卵は1日1個までというのは本当なのかを解説した記事のサムネイル(緑背景) 健康と食生活

「卵は1日1個まで」と聞いたことがある方へ。最新の研究では“毎日食べてもOK”という見解も。管理栄養士が、卵の栄養とコレステロールの関係をわかりやすく解説します。


昔は「卵=コレステロールが高い」と言われていた

かつては「卵を食べすぎるとコレステロール値が上がる」と言われ、“1日1個まで” が常識のように語られていました。

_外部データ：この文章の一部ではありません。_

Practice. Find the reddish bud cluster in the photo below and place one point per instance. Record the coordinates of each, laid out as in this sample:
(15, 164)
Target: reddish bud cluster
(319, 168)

これは、卵1個に約200mgのコレステロールが含まれているため、「血中コレステロールが上がる」と考えられていたためです。

しかし──近年の研究では、この考え方は大きく見直されています。


現在の考え方|卵を食べても血中コレステロールは上がらない

最新の国内外の研究では、「食事から摂るコレステロールは、血中コレステロールにほとんど影響しない」ことがわかっています。

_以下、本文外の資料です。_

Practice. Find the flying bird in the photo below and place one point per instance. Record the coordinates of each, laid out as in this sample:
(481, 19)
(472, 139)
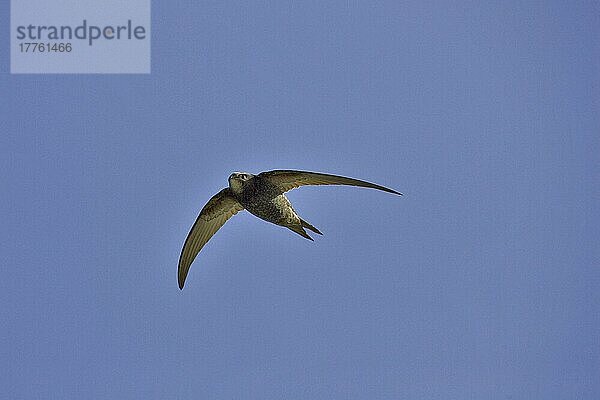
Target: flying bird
(262, 195)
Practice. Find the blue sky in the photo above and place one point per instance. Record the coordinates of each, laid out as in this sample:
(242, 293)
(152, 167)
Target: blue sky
(481, 282)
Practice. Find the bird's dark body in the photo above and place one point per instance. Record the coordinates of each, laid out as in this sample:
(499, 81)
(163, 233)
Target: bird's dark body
(265, 200)
(263, 196)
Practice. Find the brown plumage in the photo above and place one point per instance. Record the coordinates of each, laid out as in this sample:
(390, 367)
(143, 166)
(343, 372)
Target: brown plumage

・体内のコレステロールの約7〜8割は「肝臓で合成」されるもの。
・食事から摂りすぎると、体が自動的に合成量を減らす仕組みがある。

そのため、卵を毎日2〜3個食べても、多くの人では血中コレステロール値に大きな変化は見られません。


日本のガイドラインでも「個数制限」はなくなった

厚生労働省の「日本人の食事摂取基準(2025年版)」では、コレステロールの摂取上限は設定されていません。

また、日本動脈硬化学会も2023年に

「食事性コレステロールの制限は必ずしも必要ではない」
と明記しています。

つまり、“卵は1日何個まではOK”というより、“食生活全体のバランスで考えることが大切”という考え方です。


それでも注意が必要な人もいる

しかし、すべての人が何個でも食べてよい、というわけではありません。

① LDLコレステロールが高い人

遺伝的に「コレステロール感受性が高い人」は、卵の摂取量によって血中LDL値(悪玉コレステロール)が上昇する場合があります。

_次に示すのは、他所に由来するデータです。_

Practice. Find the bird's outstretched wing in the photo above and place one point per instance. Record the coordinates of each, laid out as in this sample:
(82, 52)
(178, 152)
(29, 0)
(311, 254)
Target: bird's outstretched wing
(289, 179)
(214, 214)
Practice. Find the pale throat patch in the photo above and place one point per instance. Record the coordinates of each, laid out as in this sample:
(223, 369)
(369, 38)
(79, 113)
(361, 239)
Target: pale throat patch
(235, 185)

日本人の食事摂取基準(2025年度版)でも、脂質異常症の重症化予防を目的としてコレステロールの摂取量を「1日200mg未満」に抑えることが望ましいとされています。

→ 目安として、1日1個以下に控えると安心です。

② 糖尿病・動脈硬化の既往がある人

糖代謝や血管機能が低下している方は、脂質異常が重なるとリスクが上がるため、食べ過ぎには注意です。


卵の栄養はとても優秀!

栄養素働き
たんぱく質筋肉・臓器・免疫の材料。吸収率は約97%で食品中トップクラス。
ビタミンD骨の健康や免疫をサポート。
ビタミンB12貧血予防に役立つ。
レシチン脂肪代謝を助け、血管をしなやかに保つ。

卵は「完全栄養食品」と呼ばれるほど、バランスの良い食材です。1日1〜2個を“主菜のたんぱく源”として取り入れるのがおすすめ。


まとめ|卵は1日1個まで、の常識はもう古い

  • 食事中のコレステロールは血中に大きく影響しない
  • ガイドラインでも「個数制限」は撤廃されている
  • LDLコレステロール高値・糖尿病の方は1日1個を目安に
  • 卵は良質なたんぱく質源として積極的に取り入れたい食材

“卵は1日1個まで”ではなく、“自分の体と食事全体のバランスに合わせて”が正解です。